2 Corinthians 5:21 says, “For our sake He [God] made him [Jesus] to be sin who knew no sin, so that in him we might become the righteousness of God.” Notice Scripture doesn’t say Jesus was punished for doing sinful things. He didn’t. It says he was made to be sin.
Here’s the point. Your shame crushes and condemns you by telling you, “You are a terrible spouse, a terrible parent, a terrible child, a terrible friend, a terrible person! You are worthless! You’re a failure!” And Jesus comes along and says, “Yes, you’re a great sinner, but I’m a greater Savior. I bore your shame and reproach to give you my blessing and honor. Believe in me, and you are not defined by the shameful things you’ve done, nor by the shameful things that have been done to you.”

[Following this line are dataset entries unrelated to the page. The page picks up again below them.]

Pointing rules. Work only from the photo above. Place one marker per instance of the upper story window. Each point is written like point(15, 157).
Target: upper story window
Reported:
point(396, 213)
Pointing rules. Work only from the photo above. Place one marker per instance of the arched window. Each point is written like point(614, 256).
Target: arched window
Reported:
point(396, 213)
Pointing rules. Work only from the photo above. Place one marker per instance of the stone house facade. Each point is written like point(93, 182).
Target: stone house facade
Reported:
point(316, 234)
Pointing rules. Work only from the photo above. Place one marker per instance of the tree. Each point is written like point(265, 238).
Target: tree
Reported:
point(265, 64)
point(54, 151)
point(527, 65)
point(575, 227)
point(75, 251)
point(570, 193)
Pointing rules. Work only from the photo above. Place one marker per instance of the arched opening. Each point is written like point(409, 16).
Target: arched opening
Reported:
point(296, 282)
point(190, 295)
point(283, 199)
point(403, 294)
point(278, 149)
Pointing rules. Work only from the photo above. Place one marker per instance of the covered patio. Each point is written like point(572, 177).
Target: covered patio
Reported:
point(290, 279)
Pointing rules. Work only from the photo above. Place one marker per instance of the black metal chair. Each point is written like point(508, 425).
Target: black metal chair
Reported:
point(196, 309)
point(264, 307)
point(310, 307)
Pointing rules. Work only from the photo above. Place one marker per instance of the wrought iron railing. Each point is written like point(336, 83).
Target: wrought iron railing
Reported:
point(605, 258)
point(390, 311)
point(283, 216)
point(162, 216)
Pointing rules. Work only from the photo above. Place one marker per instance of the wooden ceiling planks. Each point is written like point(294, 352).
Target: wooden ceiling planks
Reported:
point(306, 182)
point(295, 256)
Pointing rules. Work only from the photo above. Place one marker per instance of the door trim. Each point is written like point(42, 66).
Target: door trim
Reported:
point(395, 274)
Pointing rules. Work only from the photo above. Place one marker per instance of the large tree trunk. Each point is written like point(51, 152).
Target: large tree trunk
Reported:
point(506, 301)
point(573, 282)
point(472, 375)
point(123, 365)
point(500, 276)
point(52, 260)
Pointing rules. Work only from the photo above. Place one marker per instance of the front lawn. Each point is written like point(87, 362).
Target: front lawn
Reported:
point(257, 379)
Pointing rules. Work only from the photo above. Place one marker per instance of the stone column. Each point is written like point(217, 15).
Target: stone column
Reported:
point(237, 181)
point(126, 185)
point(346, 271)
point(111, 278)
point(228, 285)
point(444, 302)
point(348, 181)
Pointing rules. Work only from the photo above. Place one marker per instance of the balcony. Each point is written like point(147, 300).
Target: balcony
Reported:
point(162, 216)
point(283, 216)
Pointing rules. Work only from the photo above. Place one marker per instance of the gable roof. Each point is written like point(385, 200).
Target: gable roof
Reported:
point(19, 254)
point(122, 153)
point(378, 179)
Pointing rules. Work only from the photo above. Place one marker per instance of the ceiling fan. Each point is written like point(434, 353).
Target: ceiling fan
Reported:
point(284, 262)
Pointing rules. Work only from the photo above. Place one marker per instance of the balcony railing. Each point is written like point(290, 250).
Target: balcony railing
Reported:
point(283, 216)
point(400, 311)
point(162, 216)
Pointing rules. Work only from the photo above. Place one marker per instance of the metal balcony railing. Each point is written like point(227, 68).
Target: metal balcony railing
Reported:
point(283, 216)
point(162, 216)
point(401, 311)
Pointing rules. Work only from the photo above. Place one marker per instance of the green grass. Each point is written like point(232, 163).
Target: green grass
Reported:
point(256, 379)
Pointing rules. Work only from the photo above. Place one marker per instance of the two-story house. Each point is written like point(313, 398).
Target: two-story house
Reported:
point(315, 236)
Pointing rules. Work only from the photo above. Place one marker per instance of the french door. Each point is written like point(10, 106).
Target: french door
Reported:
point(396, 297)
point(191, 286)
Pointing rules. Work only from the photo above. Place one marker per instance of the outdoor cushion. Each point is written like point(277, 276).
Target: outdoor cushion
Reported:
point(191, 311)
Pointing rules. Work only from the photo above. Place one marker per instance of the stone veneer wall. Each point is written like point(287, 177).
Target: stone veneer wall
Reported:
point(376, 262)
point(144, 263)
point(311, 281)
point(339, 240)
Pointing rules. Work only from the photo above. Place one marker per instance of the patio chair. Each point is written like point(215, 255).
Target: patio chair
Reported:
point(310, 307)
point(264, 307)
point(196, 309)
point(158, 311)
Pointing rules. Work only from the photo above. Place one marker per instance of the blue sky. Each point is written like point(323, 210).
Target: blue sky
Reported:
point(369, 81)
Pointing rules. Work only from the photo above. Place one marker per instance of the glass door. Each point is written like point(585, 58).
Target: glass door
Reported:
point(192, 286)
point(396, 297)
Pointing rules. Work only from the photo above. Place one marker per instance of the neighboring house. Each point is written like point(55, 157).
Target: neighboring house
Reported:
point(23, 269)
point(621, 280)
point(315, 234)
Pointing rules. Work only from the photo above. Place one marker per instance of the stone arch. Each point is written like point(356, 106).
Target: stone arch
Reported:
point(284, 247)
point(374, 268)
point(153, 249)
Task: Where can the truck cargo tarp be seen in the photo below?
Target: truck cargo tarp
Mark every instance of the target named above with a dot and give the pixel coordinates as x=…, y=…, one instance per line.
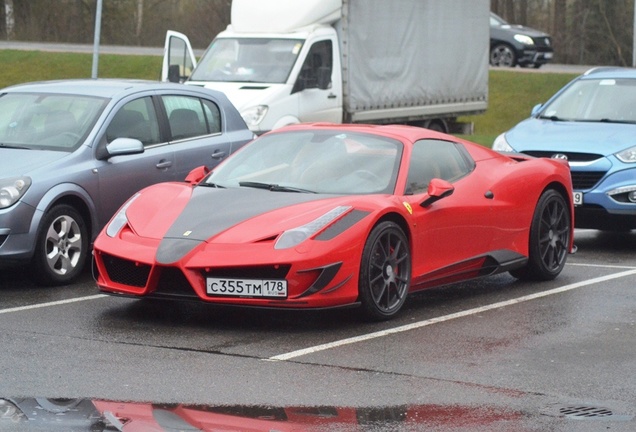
x=377, y=34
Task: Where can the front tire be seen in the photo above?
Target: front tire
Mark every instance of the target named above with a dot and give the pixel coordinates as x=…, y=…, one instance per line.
x=503, y=55
x=385, y=272
x=61, y=246
x=549, y=238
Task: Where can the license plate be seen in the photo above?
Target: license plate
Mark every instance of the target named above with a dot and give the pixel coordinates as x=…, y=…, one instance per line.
x=578, y=198
x=247, y=287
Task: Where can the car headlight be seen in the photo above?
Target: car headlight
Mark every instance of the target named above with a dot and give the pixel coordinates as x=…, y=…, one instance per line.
x=8, y=411
x=120, y=219
x=12, y=189
x=254, y=115
x=627, y=156
x=526, y=40
x=295, y=236
x=501, y=144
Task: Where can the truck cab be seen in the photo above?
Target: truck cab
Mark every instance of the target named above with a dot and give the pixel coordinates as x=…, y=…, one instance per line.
x=273, y=79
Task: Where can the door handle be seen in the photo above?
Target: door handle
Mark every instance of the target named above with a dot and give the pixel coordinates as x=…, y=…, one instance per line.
x=164, y=164
x=218, y=154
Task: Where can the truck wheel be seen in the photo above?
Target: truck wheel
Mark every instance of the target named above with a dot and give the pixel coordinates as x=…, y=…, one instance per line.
x=385, y=272
x=61, y=246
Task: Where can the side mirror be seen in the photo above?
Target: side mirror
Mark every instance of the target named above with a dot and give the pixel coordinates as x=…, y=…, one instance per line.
x=437, y=189
x=197, y=174
x=324, y=77
x=173, y=73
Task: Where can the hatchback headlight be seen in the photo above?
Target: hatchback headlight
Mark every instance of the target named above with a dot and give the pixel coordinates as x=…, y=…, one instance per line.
x=627, y=156
x=12, y=189
x=120, y=219
x=501, y=144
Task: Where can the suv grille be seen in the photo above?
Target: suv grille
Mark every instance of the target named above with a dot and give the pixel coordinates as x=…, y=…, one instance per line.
x=572, y=157
x=586, y=179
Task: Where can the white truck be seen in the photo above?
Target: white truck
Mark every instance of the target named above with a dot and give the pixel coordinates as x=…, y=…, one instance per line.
x=419, y=62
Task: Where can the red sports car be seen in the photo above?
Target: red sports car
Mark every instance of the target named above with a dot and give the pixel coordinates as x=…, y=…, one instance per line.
x=321, y=215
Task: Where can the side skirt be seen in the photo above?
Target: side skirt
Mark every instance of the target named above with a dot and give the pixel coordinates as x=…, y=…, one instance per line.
x=495, y=262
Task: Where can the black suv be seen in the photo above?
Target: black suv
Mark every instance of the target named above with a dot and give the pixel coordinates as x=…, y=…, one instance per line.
x=512, y=45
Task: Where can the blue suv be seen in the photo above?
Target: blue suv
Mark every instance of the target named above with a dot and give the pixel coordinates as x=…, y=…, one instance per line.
x=591, y=122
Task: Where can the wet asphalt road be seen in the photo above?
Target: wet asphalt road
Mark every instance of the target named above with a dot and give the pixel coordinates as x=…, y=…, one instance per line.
x=510, y=353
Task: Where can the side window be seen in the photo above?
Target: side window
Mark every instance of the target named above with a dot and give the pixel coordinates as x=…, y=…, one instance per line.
x=316, y=71
x=186, y=117
x=436, y=159
x=212, y=115
x=137, y=119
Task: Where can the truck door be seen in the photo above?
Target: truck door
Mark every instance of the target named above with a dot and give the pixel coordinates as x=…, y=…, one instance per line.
x=178, y=58
x=318, y=85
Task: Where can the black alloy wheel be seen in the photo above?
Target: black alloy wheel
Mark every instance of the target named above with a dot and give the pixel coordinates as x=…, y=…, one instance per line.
x=549, y=238
x=385, y=272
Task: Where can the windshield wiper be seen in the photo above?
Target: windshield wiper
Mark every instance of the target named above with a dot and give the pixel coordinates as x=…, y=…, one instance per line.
x=215, y=185
x=274, y=187
x=553, y=118
x=3, y=145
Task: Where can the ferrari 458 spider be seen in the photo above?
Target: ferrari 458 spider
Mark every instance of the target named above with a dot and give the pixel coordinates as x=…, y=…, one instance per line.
x=319, y=216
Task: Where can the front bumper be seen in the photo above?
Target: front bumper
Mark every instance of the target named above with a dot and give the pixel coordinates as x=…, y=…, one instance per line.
x=602, y=210
x=315, y=279
x=17, y=238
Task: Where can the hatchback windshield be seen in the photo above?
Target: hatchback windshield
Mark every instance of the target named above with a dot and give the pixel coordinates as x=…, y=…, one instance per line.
x=603, y=100
x=248, y=60
x=47, y=121
x=314, y=161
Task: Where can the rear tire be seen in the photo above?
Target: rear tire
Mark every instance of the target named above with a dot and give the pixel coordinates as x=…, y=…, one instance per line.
x=549, y=238
x=61, y=247
x=385, y=272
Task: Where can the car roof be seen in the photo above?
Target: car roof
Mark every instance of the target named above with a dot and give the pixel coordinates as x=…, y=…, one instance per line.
x=610, y=72
x=409, y=133
x=101, y=87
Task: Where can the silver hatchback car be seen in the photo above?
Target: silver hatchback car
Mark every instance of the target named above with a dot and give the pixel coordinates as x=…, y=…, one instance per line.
x=73, y=151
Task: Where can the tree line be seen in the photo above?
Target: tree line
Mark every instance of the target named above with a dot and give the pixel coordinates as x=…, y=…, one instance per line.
x=594, y=32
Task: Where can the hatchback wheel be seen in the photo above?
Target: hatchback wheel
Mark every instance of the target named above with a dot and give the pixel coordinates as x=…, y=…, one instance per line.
x=61, y=246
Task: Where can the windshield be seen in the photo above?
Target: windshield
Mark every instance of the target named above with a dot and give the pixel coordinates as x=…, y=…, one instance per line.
x=47, y=121
x=248, y=60
x=608, y=100
x=323, y=161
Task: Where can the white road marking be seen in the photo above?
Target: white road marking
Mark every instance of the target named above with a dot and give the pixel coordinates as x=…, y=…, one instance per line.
x=55, y=303
x=600, y=265
x=348, y=341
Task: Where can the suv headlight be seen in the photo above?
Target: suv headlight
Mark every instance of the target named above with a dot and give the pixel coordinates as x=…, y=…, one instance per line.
x=526, y=40
x=501, y=144
x=254, y=115
x=120, y=219
x=12, y=189
x=627, y=156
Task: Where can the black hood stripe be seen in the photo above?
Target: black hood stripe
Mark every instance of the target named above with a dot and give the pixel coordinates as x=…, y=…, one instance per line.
x=211, y=211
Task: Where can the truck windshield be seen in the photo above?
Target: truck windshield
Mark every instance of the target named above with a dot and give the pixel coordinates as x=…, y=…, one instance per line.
x=248, y=60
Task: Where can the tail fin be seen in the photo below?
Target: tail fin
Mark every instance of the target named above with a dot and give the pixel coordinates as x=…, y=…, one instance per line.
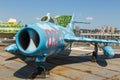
x=71, y=24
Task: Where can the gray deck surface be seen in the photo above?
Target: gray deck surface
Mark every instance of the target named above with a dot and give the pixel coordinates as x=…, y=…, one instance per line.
x=77, y=66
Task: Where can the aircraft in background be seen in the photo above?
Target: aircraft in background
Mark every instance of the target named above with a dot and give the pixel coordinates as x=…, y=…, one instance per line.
x=46, y=38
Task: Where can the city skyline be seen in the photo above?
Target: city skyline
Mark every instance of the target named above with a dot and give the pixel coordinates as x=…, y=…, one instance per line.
x=98, y=13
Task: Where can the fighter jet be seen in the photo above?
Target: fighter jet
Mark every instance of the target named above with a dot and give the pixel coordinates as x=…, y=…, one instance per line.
x=45, y=38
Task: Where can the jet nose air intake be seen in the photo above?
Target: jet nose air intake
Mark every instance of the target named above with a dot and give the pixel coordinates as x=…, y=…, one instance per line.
x=28, y=40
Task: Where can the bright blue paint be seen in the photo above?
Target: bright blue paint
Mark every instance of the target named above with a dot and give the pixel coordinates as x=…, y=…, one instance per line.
x=35, y=42
x=108, y=51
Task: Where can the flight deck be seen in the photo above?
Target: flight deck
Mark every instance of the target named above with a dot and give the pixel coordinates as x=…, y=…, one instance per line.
x=77, y=66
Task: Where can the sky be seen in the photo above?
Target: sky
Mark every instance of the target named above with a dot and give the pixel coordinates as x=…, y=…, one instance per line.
x=97, y=12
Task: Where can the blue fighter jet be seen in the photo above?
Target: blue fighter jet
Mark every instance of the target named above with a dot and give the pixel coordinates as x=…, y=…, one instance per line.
x=45, y=38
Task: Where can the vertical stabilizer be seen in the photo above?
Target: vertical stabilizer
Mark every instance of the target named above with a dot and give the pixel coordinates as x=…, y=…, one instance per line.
x=71, y=24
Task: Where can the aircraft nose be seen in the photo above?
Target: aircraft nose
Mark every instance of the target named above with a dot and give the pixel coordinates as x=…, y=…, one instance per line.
x=28, y=40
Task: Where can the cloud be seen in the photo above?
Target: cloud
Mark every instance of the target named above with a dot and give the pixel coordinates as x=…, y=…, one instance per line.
x=89, y=18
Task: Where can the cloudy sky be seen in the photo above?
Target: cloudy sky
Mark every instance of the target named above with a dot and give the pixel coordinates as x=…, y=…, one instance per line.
x=98, y=12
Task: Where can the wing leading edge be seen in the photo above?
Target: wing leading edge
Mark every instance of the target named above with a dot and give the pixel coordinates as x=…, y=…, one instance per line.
x=83, y=39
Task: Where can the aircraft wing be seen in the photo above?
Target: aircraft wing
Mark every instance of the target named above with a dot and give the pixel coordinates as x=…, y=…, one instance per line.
x=83, y=39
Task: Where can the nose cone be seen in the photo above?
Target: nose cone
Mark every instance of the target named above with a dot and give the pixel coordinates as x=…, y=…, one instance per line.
x=108, y=51
x=28, y=40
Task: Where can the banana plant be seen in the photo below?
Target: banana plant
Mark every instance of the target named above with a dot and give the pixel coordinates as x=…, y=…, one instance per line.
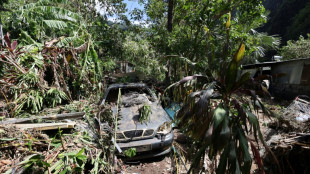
x=218, y=115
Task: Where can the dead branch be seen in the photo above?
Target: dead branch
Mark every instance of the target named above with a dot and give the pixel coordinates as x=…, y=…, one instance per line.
x=48, y=117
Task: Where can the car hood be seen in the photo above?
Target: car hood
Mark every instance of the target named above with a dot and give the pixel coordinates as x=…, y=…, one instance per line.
x=129, y=117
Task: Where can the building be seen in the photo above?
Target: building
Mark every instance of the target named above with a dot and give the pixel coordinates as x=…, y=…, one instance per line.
x=288, y=79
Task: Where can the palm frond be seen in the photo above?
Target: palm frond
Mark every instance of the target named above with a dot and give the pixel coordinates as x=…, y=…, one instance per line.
x=55, y=24
x=66, y=41
x=59, y=13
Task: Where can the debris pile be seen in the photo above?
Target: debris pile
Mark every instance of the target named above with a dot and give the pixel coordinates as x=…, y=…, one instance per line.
x=66, y=142
x=291, y=144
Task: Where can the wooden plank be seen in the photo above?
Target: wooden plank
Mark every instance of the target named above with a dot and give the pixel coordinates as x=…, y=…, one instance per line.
x=46, y=126
x=73, y=115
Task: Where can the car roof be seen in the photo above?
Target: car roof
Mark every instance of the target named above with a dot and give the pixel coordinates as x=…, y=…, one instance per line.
x=127, y=85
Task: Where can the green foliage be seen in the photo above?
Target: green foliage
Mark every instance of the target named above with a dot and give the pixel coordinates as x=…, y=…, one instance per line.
x=140, y=53
x=296, y=49
x=144, y=113
x=216, y=111
x=130, y=152
x=34, y=160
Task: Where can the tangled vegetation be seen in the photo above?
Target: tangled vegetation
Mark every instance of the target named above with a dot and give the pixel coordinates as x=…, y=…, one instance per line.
x=57, y=52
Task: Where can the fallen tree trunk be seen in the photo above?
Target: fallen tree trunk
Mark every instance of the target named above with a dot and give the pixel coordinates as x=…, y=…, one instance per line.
x=48, y=117
x=46, y=126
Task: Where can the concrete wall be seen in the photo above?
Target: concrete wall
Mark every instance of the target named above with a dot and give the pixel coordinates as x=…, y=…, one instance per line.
x=289, y=86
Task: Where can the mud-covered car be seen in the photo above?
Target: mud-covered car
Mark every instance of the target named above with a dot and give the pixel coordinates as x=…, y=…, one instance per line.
x=151, y=138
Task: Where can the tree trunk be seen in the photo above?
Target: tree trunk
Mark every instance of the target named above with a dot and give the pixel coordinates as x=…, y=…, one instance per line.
x=170, y=15
x=1, y=32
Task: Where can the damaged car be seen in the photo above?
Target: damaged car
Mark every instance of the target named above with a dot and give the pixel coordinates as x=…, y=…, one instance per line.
x=151, y=136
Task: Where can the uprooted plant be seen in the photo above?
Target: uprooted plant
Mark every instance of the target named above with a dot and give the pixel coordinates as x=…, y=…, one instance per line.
x=34, y=79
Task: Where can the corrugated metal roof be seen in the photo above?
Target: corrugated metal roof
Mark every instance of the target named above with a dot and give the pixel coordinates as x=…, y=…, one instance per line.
x=264, y=64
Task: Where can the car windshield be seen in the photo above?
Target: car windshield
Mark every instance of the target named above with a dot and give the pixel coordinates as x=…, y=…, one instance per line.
x=130, y=96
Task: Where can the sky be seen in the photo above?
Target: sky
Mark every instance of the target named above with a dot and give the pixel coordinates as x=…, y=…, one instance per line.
x=131, y=5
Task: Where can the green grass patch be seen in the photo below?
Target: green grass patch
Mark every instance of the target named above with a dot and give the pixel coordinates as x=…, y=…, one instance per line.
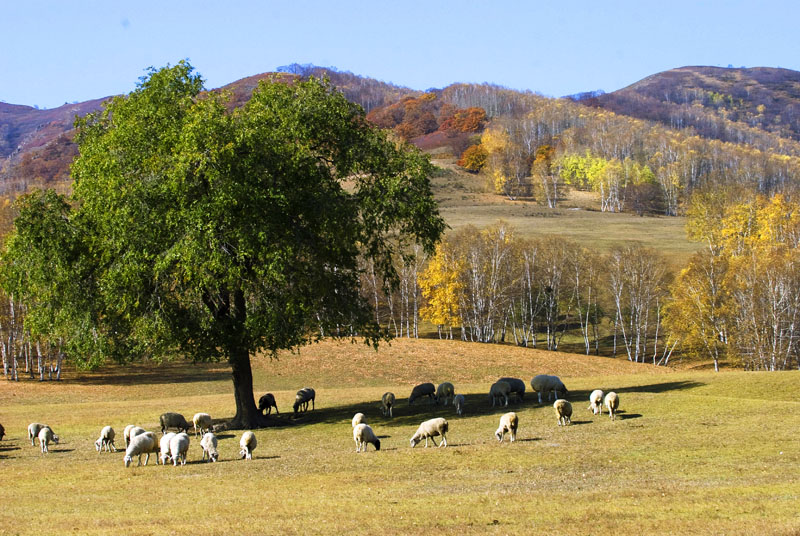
x=692, y=452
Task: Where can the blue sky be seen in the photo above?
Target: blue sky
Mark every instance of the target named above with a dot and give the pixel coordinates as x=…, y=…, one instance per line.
x=58, y=51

But it gets even better! Not only are you legally, objectively made innocent in Christ, you are also loved. And isn’t that what we need, existentially, to be rid of our shame – to know that we’re known completely and loved unconditionally?
See, to be loved but not known is terrifying and tenuous. And to be known but not loved is devastating. But the Gospel speaks directly to our shame and fear, and says, “You are known exhaustively and loved completely.” Jesus knows every shameful thing about you and he loves you anyway.
So let your shame drive you, not into isolation, self-justification, and blame, but to the Cross of Christ. Lose the fig leaves that say to Jesus, “I don’t trust you to cover me.” Walk your shame out into the Light. And be free.